In Re: The Exxon Valdez Grant Baker, as Representatives of the Mandatory Punitive Damages Class v. Exxon Corporation Exxon Shipping Company
Docket: 99-35898
Court: Court of Appeals for the Ninth Circuit; February 8, 2001; Federal Appellate Court
The appeal in 239 F.3d 985 (9th Cir. 2001) revolves around a $5 billion punitive damages judgment against Exxon Corporation, stemming from the 1989 Exxon Valdez oil spill. The court considers whether certain seafood processors, who settled with Exxon before the certification of a mandatory punitive damages class, are entitled to share in the punitive damages allocation. The district court's July 23, 1999 order approved a plan of allocation that excluded several processors due to their earlier settlements, which involved releasing compensatory claims and partially assigning punitive damages claims to Exxon for lump sum payments. Exxon appeals as the assignee of four excluded processors—Western Alaska Fisheries, Inc., Copper River Fishermen's Cooperative, Seahawk Seafoods, and Kodiak Salmon Packers, Inc.—seeking to recover under these assignments and participate in the damages allocation. The settlements occurred before the certification of the punitive damages class in 1994, and Exxon anticipated the class's establishment. The court notes that settling individual punitive damages claims would not benefit Exxon since the total punitive damages awarded to the class would remain unaffected by such settlements.
Exxon sought to recoup part of its punitive damages liability through settlement agreements with the Four Processors, utilizing a mechanism similar to a "cede back" agreement employed in a prior case with the Icicle plaintiffs. In these settlements, the Processors assigned nearly all their future punitive damages claims to Exxon, allowing it to pursue these claims for its benefit. Following a jury's punitive damages verdict in 1994, a global allocation plan for damages was approved in 1996, designating 2.1% of a $5 billion award to the seafood processors. Subsequently, plaintiffs crafted separate allocation plans for various claimant categories, excluding claims assigned to Exxon, which they deemed invalid. Exxon objected and sought enforcement of the assignments, but the district court approved the allocation plan, siding with the rationale used in the Icicle case that prevented Exxon from benefiting from punitive damages.
In Exxon’s appeal, three key issues were addressed: (1) whether Exxon had standing to appeal without formally intervening as a plaintiff, which was affirmed; (2) whether public policy justified the district court's decision to deny Exxon access to punitive damages, which was supported by the Icicle ruling favoring similar settlements; and (3) whether the distinction between Exxon's assignment and the "cede back" agreement in Icicle was material, which was found not to be the case, leading to the vacating of the district court's order. The appellees argued that Exxon's lack of formal intervention undermined its appeal rights, but this argument was deemed overly formalistic, as Exxon had been involved in the case from its inception and asserted it was aggrieved by the court's ruling on the validity of the assignments.

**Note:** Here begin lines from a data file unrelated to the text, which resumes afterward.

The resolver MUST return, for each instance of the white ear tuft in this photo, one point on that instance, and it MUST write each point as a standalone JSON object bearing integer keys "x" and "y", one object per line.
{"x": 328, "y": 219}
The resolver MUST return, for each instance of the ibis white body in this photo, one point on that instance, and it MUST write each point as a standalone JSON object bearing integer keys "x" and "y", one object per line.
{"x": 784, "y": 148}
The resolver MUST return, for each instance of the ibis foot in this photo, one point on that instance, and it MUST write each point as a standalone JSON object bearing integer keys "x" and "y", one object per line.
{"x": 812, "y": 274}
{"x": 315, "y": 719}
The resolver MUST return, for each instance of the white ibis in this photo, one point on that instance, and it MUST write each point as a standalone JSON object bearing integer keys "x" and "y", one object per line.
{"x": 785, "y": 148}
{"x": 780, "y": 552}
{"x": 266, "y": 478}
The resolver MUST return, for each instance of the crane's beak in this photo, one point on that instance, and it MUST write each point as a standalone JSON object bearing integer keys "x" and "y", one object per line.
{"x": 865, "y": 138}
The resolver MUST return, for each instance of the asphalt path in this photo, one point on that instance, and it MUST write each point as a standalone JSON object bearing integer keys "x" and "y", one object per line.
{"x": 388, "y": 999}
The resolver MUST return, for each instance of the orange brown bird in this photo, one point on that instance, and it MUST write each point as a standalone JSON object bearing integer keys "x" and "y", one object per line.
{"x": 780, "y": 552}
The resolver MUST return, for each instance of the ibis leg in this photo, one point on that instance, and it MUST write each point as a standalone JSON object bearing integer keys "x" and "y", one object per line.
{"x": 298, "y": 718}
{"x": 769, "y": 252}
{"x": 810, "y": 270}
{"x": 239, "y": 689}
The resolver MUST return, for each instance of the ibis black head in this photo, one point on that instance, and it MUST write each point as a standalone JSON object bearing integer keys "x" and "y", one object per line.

Exxon, initially a defendant, is argued by Appellees to have improperly shifted to a claimant status without formally intervening. However, this shift is viewed as a realignment of parties within ongoing litigation, where the court must align parties based on their interests, similar to precedent cases involving diversity of citizenship. Exxon's interests in recovering damages align with other claimants, negating the need for a formal motion to intervene since it is already a party involved in the case.
The central issue is whether Exxon can enter a settlement agreement to recover damages assessed against itself. Citing the Icicle case, it is argued that policies favoring dispute settlements support such agreements, and that cede-back agreements facilitate managing punitive damages in mass tort cases. The district court erred by not allowing Exxon to participate in the punitive damages award.
Appellees argue that Exxon's pursuit of claims via an assignment creates a legal impossibility, as one cannot claim against oneself, citing prior case law. However, this argument overlooks the mandatory class action context, which ensures Exxon's obligations to the plaintiff class remain intact. Exxon's pursuit of the Four Processors' claims is to mitigate its overall financial liability to the class, not to assert independent claims.
A valid assignment grants the assignee standing to sue for the assignor, and distinctions made by Appellees between assignments and cede-back agreements are deemed immaterial, as both serve the same purpose in encouraging settlements. The district court's approval of the Processor Plan is vacated, and the case is remanded for enforcing the settlement agreements. Notably, Exxon has abandoned claims related to assignments from Dragnet Fisheries, Inc. and Inlet Fisheries, Inc.